|
I am currently faced with the following situation. i am observing a stream of x's drawn with replacement from some unknown p(x). p(x) is some heavy-tailed distribution, so many x's won't even be seen, or seen but once over some period. Given that i can monitor this stream of x's, how do i come up with a nice estimate of hat{p}(x)? Ideally, i would like to estimate the following quantities: the probability that the next draw from the stream will be a particular x (can assume independence here or not), and after a given time period (say 1M draws), what is the expected number of times i'll see a given x? I dont know what this kind of estimation is, let alone any nice techniques, so i'd like some pointers. what is the most naive approach (i guess multinomial or dirichlet-multinomial?), all the way up to more advanced approaches? any and all help would be appreciated! |
|
If your distribution is discrete and you know the size, the most naive approach would be dirichlet-multinomial with a very high alpha hyperparameter. Assuming you have N possible values of x, the probability of the next draw being equal to xi is (count(xi) + alpha)/(sum_j(count(xj)) + N*alpha). If alpha is big enough it will need a lot of draws to move from the uniform distribution to a more peaked distribution. As pointed out by Kevin Kanini, however, the notion of a "tail" is not very usual in discrete distributions, unless you have a really huge sample space. One possible setting is a discrete distribution where you don't know how many different values x can take. Then the usual approach is either a dirichlet process, which predicts the probability of the next draw being xi as (count(xi))/(sum_j(count(xj)) + alpha) if xi has already been observed or observe a new value (any new value) with probability alpha/(sum_j(count(xj)) + alpha). If you want a power-law distribution you can use a pitman-yor process where you have a discount parameter d and you estimate the probability of the next sample being (count(xi)-d)/(sum_j(count(xj))-1 + alpha) and any new value with probability (N*d+alpha)/(sum_j(count(xj)) + alpha), where N is the number of different values observed so far. You can estimate these hyperparameters either by cross-validation or using sampling, if you're willing to do more than one pass over the data. |
Can you tell us a bit more about the space the x's are being drawn from? You mentioned multinomial, which makes me think it's a finite space. If so, in what way is your p(x) "heavy-tailed"?

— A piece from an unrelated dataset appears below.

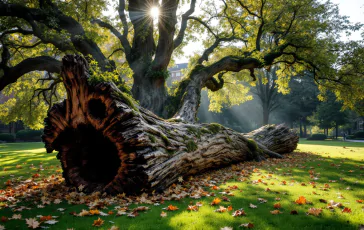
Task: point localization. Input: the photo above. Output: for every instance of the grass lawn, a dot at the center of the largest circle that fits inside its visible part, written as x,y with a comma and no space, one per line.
333,170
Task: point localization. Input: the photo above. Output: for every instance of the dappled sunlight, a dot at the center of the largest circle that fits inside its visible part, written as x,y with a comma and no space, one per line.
319,177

one can think of queries being posted to a search engine. here things seem to appear as a power law (or something similar), and one does not know the set of candidates in advance. here the x's would, for instance, be some id's for each query, or optionally the terms in the query represented in some vector (if this makes things easier). i was thinking of using kernel density estimation. however, i don't think this is a perfect approach, i dont know if i should take in the influence of near-by x's or not, and the number of kernels would, of course, become huge.
thanks for the help, i'll do a little research on the suggestions, and respond when i understand a little better.